Senior Momentum - October 2011
Years ago I had the privilege of studying Semantics with Dr. S. I. Hayakawa who was teaching at San Francisco State University. Dr. Hayakawa could get inside a word and examine its subtleties more thoroughly than anyone I’d encountered. He held a unique perspective on almost everything, and he made us think carefully about the words we chose, and the effect our words could have on others. He held our hopeful writers’ feet to the fire!
“Home” is a good example. When circumstances would arise that made moving necessary, I explained to my young children my belief that “our home” was what we brought to and created within any house we might live in; home was relative.
For many of us, when we think of home, we remember one place where we spent most of our young life with our family, (followed by a few transitional abodes), then another place where we settled for most of our adulthood.
The concept of home is complex and powerful; and leaving a lifelong home late in life is among the most wrenching transitions – especially for very frail elderly who can no longer be safely self-sufficient.
(It is so tempting to use the term ”independent” – but when I am tempted to use that word, Dr. Hayakawa’s face appears in my head with his enigmatic smile, and I can almost hear his voice saying: … are you sure that’s what you mean? Is anyone truly “independent”?)
What a dilemma for both aspects of the situation – the caregiver charged with the responsibility of a loved one’s later years, and the elder who knows the time has come to begin to relinquish control and settle for some influence, but who is mightily resistant.
If we are fortunate enough to achieve the status of “elderly,” it is inevitable that we’ll encounter the realities of declining self-sufficiency.

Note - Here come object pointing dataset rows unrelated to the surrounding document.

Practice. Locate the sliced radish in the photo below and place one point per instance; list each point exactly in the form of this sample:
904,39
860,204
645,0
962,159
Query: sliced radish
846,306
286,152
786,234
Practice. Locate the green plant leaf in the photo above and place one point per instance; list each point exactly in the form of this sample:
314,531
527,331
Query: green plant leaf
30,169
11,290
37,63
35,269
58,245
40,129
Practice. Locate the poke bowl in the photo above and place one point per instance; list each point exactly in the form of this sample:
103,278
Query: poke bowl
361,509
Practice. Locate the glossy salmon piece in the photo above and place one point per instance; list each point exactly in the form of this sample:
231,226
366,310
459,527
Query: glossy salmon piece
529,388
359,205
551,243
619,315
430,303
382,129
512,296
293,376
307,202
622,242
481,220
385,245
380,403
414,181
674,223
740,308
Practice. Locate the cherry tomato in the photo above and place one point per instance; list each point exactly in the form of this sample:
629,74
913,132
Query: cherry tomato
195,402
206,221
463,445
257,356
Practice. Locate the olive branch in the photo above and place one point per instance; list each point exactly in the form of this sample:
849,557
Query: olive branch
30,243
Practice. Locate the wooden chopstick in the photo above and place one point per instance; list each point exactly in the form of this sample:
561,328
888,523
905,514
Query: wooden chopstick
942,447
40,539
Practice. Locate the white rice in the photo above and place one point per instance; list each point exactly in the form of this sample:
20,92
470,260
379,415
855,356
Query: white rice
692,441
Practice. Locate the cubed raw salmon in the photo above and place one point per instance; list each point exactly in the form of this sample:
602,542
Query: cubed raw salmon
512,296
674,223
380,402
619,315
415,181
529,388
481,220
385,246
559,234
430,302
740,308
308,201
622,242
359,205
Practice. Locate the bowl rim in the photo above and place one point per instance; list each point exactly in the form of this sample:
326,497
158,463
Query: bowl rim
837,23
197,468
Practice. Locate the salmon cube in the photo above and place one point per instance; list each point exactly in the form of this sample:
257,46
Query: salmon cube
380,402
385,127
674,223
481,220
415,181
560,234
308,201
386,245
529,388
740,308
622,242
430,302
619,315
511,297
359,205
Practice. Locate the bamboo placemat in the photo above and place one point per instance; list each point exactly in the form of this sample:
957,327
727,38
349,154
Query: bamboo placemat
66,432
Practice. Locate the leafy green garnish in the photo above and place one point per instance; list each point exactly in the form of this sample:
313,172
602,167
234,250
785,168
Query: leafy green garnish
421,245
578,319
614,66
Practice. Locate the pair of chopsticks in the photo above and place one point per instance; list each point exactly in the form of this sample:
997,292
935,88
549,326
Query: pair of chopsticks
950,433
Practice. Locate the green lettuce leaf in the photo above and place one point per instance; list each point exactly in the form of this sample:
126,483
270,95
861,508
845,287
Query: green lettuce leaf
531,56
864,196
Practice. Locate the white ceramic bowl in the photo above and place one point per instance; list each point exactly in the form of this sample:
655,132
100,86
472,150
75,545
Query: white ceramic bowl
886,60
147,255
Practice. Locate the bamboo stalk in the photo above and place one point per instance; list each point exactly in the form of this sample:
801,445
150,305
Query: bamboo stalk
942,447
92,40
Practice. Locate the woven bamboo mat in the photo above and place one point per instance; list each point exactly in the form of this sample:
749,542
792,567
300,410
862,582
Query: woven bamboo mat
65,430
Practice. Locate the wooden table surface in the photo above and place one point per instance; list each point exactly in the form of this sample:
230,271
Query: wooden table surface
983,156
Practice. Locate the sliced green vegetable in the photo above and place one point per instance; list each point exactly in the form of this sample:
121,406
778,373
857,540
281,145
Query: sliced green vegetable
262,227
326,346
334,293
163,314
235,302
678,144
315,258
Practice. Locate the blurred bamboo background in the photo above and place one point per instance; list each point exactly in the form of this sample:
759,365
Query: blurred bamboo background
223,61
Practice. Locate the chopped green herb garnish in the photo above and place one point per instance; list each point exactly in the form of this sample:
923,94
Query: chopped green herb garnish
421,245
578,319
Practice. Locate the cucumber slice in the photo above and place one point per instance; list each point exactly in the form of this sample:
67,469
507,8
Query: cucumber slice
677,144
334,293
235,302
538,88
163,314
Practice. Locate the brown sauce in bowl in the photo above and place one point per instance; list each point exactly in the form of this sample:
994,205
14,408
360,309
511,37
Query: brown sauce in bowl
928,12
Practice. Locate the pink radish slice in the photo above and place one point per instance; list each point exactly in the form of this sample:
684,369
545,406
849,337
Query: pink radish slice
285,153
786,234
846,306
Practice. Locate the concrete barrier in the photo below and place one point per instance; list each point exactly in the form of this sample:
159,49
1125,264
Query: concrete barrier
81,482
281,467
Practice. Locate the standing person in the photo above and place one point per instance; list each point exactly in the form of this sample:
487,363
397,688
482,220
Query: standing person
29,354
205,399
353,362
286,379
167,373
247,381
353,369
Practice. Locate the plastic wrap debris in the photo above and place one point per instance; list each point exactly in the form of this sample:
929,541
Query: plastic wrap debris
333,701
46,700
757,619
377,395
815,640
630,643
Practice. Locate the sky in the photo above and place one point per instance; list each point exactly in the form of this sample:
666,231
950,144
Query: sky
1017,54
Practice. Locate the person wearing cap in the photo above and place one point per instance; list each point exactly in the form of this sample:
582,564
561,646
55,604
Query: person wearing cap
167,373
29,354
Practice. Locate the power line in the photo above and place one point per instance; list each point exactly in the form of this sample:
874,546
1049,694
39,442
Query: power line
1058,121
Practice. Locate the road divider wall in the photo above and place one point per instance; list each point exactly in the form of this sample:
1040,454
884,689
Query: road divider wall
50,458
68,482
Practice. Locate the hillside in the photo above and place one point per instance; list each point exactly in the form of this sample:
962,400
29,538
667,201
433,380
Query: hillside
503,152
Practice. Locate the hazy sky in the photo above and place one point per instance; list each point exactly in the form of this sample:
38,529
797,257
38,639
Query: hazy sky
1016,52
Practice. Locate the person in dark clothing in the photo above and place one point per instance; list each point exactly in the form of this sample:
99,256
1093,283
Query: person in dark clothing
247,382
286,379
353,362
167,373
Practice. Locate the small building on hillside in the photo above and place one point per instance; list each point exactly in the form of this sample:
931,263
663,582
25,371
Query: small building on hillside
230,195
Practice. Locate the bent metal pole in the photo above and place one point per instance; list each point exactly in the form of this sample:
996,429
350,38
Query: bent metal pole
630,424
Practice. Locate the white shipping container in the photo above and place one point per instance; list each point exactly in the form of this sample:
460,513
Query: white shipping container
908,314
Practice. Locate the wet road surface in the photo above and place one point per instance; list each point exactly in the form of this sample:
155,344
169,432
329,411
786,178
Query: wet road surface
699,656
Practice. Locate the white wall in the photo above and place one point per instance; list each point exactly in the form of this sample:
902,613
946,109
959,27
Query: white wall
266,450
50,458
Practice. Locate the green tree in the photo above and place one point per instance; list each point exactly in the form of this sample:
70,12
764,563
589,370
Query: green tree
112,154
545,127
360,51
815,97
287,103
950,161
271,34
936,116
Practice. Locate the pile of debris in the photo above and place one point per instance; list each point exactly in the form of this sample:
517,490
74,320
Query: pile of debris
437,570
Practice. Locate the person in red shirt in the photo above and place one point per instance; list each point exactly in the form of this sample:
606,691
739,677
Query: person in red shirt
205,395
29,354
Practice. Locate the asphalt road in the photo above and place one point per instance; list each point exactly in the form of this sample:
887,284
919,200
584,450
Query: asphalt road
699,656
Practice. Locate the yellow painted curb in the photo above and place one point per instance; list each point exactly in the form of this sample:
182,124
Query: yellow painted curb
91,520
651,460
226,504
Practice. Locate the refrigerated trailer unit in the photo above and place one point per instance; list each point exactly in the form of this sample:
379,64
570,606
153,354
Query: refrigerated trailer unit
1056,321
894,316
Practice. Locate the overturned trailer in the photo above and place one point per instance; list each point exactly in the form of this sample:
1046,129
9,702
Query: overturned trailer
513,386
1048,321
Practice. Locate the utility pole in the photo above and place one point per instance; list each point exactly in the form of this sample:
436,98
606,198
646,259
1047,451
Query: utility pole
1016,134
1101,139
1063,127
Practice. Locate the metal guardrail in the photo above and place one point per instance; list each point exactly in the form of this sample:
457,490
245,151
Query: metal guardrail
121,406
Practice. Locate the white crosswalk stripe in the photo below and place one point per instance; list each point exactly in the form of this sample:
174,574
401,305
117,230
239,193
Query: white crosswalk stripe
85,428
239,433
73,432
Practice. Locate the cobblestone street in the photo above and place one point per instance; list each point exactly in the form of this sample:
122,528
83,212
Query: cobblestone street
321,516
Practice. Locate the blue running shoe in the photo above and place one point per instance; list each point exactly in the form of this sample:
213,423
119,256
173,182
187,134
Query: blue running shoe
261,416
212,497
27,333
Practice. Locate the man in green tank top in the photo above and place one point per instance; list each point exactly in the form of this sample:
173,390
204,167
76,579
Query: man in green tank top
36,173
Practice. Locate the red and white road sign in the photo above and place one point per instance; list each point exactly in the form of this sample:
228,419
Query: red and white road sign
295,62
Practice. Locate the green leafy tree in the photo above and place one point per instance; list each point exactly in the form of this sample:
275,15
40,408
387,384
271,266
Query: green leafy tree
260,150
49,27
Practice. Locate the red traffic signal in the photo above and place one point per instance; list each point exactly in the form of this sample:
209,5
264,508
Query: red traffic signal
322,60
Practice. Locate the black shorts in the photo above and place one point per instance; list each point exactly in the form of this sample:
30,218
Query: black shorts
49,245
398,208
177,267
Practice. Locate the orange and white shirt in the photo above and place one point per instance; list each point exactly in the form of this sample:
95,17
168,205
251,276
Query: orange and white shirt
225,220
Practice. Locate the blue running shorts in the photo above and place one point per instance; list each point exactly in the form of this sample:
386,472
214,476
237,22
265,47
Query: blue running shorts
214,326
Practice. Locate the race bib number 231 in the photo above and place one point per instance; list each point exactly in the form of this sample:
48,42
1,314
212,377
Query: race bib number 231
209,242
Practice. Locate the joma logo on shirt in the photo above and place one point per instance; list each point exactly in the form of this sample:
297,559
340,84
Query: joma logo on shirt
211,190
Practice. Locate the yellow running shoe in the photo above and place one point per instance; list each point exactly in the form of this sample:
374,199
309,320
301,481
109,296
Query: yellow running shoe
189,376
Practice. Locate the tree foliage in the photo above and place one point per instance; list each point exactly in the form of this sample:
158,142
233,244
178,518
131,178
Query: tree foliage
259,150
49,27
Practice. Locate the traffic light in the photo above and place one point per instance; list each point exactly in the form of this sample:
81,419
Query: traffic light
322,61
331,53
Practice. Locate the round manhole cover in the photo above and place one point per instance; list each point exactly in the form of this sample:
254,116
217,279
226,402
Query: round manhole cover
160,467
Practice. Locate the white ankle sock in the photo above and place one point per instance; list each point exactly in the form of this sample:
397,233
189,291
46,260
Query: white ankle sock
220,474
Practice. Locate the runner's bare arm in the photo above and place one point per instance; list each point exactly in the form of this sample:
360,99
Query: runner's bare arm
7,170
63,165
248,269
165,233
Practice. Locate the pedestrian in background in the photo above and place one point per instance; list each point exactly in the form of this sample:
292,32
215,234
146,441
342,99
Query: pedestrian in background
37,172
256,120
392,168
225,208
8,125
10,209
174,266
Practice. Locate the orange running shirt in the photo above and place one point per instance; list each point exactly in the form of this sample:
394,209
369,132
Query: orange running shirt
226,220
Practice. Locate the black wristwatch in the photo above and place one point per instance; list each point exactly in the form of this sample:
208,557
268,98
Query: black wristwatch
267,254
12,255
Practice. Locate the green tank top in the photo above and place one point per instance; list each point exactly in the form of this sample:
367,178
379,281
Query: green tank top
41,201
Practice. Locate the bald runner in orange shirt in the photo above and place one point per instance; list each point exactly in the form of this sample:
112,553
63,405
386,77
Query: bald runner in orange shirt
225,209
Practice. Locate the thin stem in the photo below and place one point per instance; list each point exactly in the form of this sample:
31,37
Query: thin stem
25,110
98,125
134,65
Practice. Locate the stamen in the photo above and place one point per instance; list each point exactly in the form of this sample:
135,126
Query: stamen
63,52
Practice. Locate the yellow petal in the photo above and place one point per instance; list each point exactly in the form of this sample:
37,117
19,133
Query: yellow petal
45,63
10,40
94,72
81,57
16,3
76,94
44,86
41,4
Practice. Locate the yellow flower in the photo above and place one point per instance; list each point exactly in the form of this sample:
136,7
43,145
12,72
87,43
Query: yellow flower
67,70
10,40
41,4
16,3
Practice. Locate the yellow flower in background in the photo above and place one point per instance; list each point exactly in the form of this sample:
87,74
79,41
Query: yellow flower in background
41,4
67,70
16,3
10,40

We will need help! We may eventually need dedicated care and oversight, and we may need to leave a beloved home we can no longer manage in, alone.
Leaving home late in life is so much more than just moving; it’s a reality check, a preamble to closure; it might even be the first time one really confronts their mortality! Imagine the fear and confusion for a person who can no longer comprehend why they are being moved away from all they know and love – a person who cannot understand where their garden or favorite room has gone.
Leaving home because you wanted to was so exciting at eighteen or twenty with the world at your feet! You were leaving home to live away at college, join the service, live with the one you loved, get married, or just travel! But having to move from your home, with sadness and fear, because you can no longer function there safely, is quite another matter.
Home is partly a state of mind, and partly the sense of a specific place with its smells, its details, views and memories. Having to leave against one’s wishes must feel like forever has just arrived and you can’t quite see tomorrow. It is a tearing of real fabric because there are parts that can only be remembered … that can’t be brought along.
The experience of leaving a long-time home can break a heart in two – or open a new door of relief and unburdening. How it goes depends on the stewardship of that delicate passage. The irony (it seems to me) is in the coincidence that just when we need that familiar security the most, is often exactly when we must give it up.
One can only hope to do it with grace.